Recently, I've been burning through the HBR Ideacast. It's a podcast. As an MBA and constant learner, it's one of my favorite. If you have time and are curious about why so many companies experience stellar growth and then stall this episode of the HBR Ideacast is for you.

If you don't have time to listen to the 18:05 podcast here's the notes I took...

All businesses and most people want to experience growth. We want to grow our knowledge and our finances. However, growth creates complexity. Growth creates internal complexity. Growth creates external complexity. The ideas that fuel growth generate complexity, and lots of it. Paradoxically, the accumulation of complexity is the silent killer of growth.

Organizations that have experienced growth often have the passing luxury of building complex decision processes. Organizational layers of management start to distort information so much that senior leaders in the company no longer know what's actually going on. Growth organizations often get more matrix. A matrix organization often allows accountability to hide and without accountability quality and efficiency suffer.

With the above pre-text, Chris Zook dives dip into the paradox of growth in his book, The Founder's Mentality. How can we cut down on complexity that is actually hurting our ability to grow?

  1. Create a very clear and insurgent mission that inspires and attracts talent to stay on-board and focused on objectives. An example of this approach might be Netflix's decision to elevate the team focused on their small streaming business while their DVD business was still dominating and driving revenue.
  2. Focus on the customer experience. Think about the CBS show Undercover Boss. In every episode, the senior leader quickly identifies opportunities to improve the customer experience by spending time in the operation.
  3. Foster an owner's mindset. Even if you have a matrix organization, someone needs to be accountable and everyone should be responsible. I see this most at Starbucks, where employees seem empowered to quickly resolve issues.
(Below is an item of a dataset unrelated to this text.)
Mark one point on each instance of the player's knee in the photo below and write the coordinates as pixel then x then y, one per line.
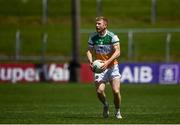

As I was listening to this HBR podcast, the topic reminded me how some founders choose not to take on much debt. When Apple began to stabilize after Steve Jobs returned to the company, he refused to take on debt. He simply didn't need any debt as the company had strong cash flows. Today Apple's cash flows are still great, but they also carry roughly $75 billion in long-term debt. Why? My guess is that it was a relatively easy way to grow by adding just a bit of finance complexity.